Key Evaluation Findings

Statistically Significant

  • There were a greater number of married, educated, and less mobile IDUs in Rajshahi compared to Dhaka.

  • There was more “cocktailing” and IV injecting (rather than intramuscular injecting) in Rajshahi.

  • A higher percent of IDUs never shared equipment in Rajshahi compared to Dhaka.

  • A higher percent of injections where equipment was not passed on and where equipment was not shared in either direction existed among NEP participants (compared to nonparticipants) in Dhaka and Rajshahi.

  • NEP participants were more likely to use new equipment only, never to pass on used equipment, and never to share in either direction than nonparticipants in Rajshahi.

  • A higher percent of injections were with new equipment only among NEP participants in Rajshahi as compared to nonparticipants.

No Effect

  • In Dhaka, NEP participants were no more likely than nonparticipants to use new equipment only, never to pass on used equipment, and to share in either direction.

  • There were no significant differences between the mean percent of injections with new equipment only between non-NEP participants and NEP participants in Dhaka.

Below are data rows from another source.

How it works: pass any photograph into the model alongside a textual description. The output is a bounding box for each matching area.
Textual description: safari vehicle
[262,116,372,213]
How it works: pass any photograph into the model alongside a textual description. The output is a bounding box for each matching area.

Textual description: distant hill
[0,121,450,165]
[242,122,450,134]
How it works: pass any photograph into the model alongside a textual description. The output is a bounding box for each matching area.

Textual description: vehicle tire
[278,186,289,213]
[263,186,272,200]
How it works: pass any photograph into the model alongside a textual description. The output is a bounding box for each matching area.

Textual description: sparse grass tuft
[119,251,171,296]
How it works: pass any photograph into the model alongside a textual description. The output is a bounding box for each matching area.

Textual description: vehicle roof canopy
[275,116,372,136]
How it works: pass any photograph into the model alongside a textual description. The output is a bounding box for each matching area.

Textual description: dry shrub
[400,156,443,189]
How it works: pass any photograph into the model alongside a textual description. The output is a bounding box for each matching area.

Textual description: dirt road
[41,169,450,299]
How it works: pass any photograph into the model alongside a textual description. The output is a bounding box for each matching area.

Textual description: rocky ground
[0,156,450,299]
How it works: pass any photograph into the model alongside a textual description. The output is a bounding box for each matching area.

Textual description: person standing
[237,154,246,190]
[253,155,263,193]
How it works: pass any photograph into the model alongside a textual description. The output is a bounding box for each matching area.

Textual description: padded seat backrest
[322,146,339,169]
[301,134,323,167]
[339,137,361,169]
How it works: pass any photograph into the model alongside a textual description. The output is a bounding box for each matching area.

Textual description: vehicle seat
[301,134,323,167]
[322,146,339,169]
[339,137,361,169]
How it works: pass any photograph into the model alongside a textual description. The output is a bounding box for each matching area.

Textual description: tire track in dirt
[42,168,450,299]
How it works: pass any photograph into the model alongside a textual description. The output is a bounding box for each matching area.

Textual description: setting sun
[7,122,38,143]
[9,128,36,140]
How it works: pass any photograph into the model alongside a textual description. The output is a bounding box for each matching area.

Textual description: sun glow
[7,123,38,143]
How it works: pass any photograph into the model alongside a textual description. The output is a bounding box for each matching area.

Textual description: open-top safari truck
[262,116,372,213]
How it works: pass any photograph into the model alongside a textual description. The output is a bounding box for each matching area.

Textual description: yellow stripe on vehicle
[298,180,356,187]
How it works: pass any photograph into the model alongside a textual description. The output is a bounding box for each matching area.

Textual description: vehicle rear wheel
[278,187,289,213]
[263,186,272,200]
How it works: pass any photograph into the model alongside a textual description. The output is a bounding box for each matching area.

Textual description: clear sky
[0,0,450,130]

Program Information and Implementation

Background, History, and Public Health Relevance

In 1995, CARE Bangladesh began the SHAKTI (Stopping HIV/AIDS through Knowledge and Training Initiatives) Project in order to help prevent the spread of HIV/AIDS among injection drug users (IDUs) in Bangladesh. The HIV prevalence in Bangladesh was relatively low at the time when compared to India and other parts of Southeast Asia, even among such high-risk groups as IDUs and CSWs. The SHAKTI project targeted specific at-risk populations by providing them with information and resources on adopting HIV preventive behaviors. The SHAKTI program was composed of four separate interventions: a brothel CSW intervention in Tangail, a street CSW intervention in Dhaka, scaling up interventions among IDUs in Rajshahi and men who have sex with men (MSM) in Dhaka, and an IDU intervention in Dhaka.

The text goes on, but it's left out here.